Reputation: 26329
I need to process a huge amount of CSV files where the time stamp is always a string representing the unix timestamp in milliseconds. I could not find a method yet to modify these columns efficiently.
This is what I came up with, however this of course duplicates only the column and I have to somehow put it back to the original dataset.
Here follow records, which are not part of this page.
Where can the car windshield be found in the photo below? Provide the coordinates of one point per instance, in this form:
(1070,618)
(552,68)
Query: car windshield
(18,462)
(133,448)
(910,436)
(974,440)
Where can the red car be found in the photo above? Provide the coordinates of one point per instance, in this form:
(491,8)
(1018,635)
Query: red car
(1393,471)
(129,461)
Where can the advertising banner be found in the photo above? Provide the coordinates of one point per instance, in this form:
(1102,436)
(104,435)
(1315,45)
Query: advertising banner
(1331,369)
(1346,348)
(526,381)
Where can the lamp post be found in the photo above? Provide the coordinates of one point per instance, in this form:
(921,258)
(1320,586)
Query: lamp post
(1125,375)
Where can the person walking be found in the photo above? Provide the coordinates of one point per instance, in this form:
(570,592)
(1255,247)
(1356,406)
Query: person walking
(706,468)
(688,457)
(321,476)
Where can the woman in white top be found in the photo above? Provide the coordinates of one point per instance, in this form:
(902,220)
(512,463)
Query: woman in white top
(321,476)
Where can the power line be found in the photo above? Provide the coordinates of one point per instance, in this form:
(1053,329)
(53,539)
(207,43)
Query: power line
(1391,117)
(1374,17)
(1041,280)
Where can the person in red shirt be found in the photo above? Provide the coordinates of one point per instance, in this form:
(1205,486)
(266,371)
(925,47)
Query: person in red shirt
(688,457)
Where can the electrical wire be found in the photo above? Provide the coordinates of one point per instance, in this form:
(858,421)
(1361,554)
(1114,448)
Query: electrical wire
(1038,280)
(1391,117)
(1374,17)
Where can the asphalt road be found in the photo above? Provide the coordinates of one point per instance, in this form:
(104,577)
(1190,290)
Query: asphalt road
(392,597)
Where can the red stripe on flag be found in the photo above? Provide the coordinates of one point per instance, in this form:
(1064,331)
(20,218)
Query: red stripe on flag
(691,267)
I'm sure it can be done when creating the DataFrame
?
import sys
if sys.version_info[0] < 3:
from StringIO import StringIO
else:
from io import StringIO
import pandas as pd
data = 'RUN,UNIXTIME,VALUE\n1,1447160702320,10\n2,1447160702364,20\n3,1447160722364,42'
df = pd.read_csv(StringIO(data))
convert = lambda x: datetime.datetime.fromtimestamp(x / 1e3)
converted_df = df['UNIXTIME'].apply(convert)
This will pick the column 'UNIXTIME' and change it from
0 1447160702320
1 1447160702364
2 1447160722364
Name: UNIXTIME, dtype: int64
into this
0 2015-11-10 14:05:02.320
1 2015-11-10 14:05:02.364
2 2015-11-10 14:05:22.364
Name: UNIXTIME, dtype: datetime64[ns]
However, I would like to use something like pd.apply()
to get the whole dataset returned with the converted column or as I already wrote, simply create datetimes when generating the DataFrame from CSV.
Upvotes: 65
Views: 86795
Reputation: 2670
I use the @EdChum solution, but I add the timezone management:
df['UNIXTIME']=pd.DatetimeIndex(pd.to_datetime(pd['UNIXTIME'], unit='ms'))\
.tz_localize('UTC' )\
.tz_convert('America/New_York')
the tz_localize
indicates that timestamp should be considered as regarding 'UTC', then the tz_convert
actually moves the date/time to the correct timezone (in this case `America/New_York').
Note that it has been converted to a DatetimeIndex
because the tz_
methods works only on the index of the series. Since Pandas 0.15 one can use .dt
:
df['UNIXTIME']=pd.to_datetime(df['UNIXTIME'], unit='ms')\
.dt.tz_localize('UTC' )\
.dt.tz_convert('America/New_York')
Upvotes: 14
Reputation: 403278
if you know the timestamp unit, use Series.astype
:
df['UNIXTIME'].astype('datetime64[ms]')
0 2015-11-10 13:05:02.320
1 2015-11-10 13:05:02.364
2 2015-11-10 13:05:22.364
Name: UNIXTIME, dtype: datetime64[ns]
To return the entire DataFrame, use
df.astype({'UNIXTIME': 'datetime64[ms]'})
RUN UNIXTIME VALUE
0 1 2015-11-10 13:05:02.320 10
1 2 2015-11-10 13:05:02.364 20
2 3 2015-11-10 13:05:22.364 42
Upvotes: 4
Reputation: 394469
You can do this as a post processing step using to_datetime
and passing arg unit='ms'
:
In [5]:
df['UNIXTIME'] = pd.to_datetime(df['UNIXTIME'], unit='ms')
df
Out[5]:
RUN UNIXTIME VALUE
0 1 2015-11-10 13:05:02.320 10
1 2 2015-11-10 13:05:02.364 20
2 3 2015-11-10 13:05:22.364 42
Upvotes: 111
Reputation: 26329
I came up with a solution I guess:
convert = lambda x: datetime.datetime.fromtimestamp(float(x) / 1e3)
df = pd.read_csv(StringIO(data), parse_dates=['UNIXTIME'], date_parser=convert)
I'm still not sure if this is the best one though.